Vivir de verdad y, encima, contarlo, es entretenido para la mayoría --si no, no estaríamos donde estamos los que así hacemos-- pero también puede ser una jodienda para esos obsesos que nos odian y, sin embargo, no pueden vivir sin leernos, escucharnos y vernos. Hay que ser neurótico para frecuentar lo que te molesta. Hay que ser maniático para consumir lo que no te gusta. Hay que ser masoquista para dedicar tiempo a lo que te jode. Basta ver en internet la ventana de comentarios de cualquier columnista, articulista o escritor o comentarista de prensa, radio o televisión, para detectar esa caterva de gente cabreada que llena sus días de adrenalina con las palabras del odiado.

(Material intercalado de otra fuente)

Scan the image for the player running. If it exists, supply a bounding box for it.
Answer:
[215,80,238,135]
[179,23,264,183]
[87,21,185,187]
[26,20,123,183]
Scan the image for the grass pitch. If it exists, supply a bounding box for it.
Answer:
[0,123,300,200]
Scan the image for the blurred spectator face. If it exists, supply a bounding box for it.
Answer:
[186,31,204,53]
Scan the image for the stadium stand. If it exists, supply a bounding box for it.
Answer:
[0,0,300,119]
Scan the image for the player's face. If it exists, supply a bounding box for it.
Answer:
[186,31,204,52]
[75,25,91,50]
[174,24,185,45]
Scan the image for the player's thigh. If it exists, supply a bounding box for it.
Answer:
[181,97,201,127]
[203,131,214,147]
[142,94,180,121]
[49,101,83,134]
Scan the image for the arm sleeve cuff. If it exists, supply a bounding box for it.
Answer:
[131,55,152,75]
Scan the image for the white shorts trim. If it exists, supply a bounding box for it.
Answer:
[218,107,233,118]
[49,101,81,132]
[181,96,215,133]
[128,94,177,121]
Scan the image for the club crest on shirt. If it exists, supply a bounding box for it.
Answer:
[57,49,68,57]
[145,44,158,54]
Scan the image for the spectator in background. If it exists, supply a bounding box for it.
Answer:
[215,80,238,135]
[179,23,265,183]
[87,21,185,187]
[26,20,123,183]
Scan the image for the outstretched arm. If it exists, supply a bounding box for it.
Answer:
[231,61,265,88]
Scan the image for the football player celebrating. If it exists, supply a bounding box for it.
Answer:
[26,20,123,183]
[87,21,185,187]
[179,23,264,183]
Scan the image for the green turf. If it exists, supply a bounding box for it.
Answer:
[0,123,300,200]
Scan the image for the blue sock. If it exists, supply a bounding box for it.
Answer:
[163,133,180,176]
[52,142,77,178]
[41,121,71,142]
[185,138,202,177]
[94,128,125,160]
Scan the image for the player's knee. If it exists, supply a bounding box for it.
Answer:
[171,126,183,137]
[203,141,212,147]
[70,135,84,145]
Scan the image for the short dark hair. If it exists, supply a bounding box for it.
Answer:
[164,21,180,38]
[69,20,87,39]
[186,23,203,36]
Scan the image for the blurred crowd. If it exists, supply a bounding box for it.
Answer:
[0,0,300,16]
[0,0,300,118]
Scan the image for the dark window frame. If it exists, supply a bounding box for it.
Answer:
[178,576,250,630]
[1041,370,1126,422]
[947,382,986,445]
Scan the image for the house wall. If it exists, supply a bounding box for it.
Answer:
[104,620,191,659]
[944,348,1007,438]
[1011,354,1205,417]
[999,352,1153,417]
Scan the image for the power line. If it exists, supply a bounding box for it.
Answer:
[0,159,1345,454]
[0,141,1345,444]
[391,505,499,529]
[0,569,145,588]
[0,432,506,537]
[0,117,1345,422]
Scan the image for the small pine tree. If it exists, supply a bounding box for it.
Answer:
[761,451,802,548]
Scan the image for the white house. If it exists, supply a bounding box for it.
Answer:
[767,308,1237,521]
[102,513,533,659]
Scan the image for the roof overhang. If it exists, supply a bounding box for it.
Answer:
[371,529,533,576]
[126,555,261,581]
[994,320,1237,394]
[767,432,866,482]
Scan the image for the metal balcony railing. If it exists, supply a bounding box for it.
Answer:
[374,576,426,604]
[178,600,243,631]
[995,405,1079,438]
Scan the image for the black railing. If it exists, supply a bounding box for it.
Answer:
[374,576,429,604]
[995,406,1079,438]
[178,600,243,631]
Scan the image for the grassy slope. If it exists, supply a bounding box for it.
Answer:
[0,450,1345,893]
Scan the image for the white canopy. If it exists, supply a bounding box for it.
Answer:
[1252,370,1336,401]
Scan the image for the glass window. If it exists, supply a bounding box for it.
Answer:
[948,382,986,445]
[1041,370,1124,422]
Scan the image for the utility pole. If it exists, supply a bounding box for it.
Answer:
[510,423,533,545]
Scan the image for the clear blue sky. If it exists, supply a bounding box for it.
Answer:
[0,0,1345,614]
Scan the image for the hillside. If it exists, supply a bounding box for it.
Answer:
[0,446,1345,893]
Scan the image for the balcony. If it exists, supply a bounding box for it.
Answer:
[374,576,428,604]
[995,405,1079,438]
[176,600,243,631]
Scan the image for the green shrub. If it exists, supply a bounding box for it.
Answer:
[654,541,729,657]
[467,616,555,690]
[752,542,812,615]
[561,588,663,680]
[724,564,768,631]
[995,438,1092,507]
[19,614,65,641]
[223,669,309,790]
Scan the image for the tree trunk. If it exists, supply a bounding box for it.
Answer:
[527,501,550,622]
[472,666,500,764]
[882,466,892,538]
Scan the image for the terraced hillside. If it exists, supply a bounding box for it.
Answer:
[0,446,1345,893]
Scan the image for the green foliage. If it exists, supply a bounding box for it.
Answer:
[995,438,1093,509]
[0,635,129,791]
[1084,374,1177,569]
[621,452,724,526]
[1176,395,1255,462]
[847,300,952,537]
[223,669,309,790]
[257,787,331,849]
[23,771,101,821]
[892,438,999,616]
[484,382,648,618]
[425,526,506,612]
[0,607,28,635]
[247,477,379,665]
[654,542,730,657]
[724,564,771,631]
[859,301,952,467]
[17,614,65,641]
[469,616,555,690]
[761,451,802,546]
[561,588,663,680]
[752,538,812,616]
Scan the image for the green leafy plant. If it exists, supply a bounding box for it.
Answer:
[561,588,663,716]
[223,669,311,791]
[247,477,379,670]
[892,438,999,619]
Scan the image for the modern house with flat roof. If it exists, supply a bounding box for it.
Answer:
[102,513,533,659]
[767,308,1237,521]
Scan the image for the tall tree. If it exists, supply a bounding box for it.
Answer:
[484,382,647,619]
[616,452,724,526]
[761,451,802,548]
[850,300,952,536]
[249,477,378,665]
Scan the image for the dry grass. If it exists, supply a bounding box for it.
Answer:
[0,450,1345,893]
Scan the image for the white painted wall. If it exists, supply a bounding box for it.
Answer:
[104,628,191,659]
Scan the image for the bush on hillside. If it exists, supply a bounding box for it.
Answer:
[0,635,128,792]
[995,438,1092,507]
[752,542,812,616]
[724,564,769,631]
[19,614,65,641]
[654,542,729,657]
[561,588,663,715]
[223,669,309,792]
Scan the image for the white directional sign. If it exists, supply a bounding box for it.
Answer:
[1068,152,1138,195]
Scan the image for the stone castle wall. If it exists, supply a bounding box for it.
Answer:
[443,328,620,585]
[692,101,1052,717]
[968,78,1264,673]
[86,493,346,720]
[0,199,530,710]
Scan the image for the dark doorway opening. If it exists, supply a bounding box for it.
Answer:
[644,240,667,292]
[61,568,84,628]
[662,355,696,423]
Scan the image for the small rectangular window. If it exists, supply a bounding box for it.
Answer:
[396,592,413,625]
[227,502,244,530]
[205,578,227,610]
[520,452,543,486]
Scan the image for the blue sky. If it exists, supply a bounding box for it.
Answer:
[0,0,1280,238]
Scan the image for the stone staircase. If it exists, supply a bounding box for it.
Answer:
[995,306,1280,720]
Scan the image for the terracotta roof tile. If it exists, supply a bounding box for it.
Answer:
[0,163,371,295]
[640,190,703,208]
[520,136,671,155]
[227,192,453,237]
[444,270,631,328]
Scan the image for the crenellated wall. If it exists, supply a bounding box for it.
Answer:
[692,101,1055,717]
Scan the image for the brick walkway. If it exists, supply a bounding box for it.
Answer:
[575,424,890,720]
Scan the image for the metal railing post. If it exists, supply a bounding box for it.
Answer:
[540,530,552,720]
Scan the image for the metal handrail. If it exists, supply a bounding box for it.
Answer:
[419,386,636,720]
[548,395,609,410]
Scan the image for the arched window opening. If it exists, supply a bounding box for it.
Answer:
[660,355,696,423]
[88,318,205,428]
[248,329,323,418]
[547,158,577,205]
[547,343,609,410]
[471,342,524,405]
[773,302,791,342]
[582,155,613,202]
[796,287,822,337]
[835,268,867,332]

No me refiero al lector, al oyente o al televidente que discrepa de ti y te lo hace saber con argumentos y educación. Hablo del obseso que está deseando leer o escuchar una palabra tuya en un medio de comunicación para agarrarse el cabreo diario al que se ha hecho adicto y llenar tu ventana virtual de insultos. La ventaja es que si ladra, cabalgo, con la diferencia de que yo soy el jinete y él, el chucho, y eso no lo puede perdonar el obseso, con la desgracia añadida de que jamás podrá salir a escena bajo la luz de los focos y nadie, por tanto, podrá verlo, ni escucharlo, salvo el pobre testigo de sí mismo, espectador íntimo él de su propia mediocridad. De ahí su doble frustración.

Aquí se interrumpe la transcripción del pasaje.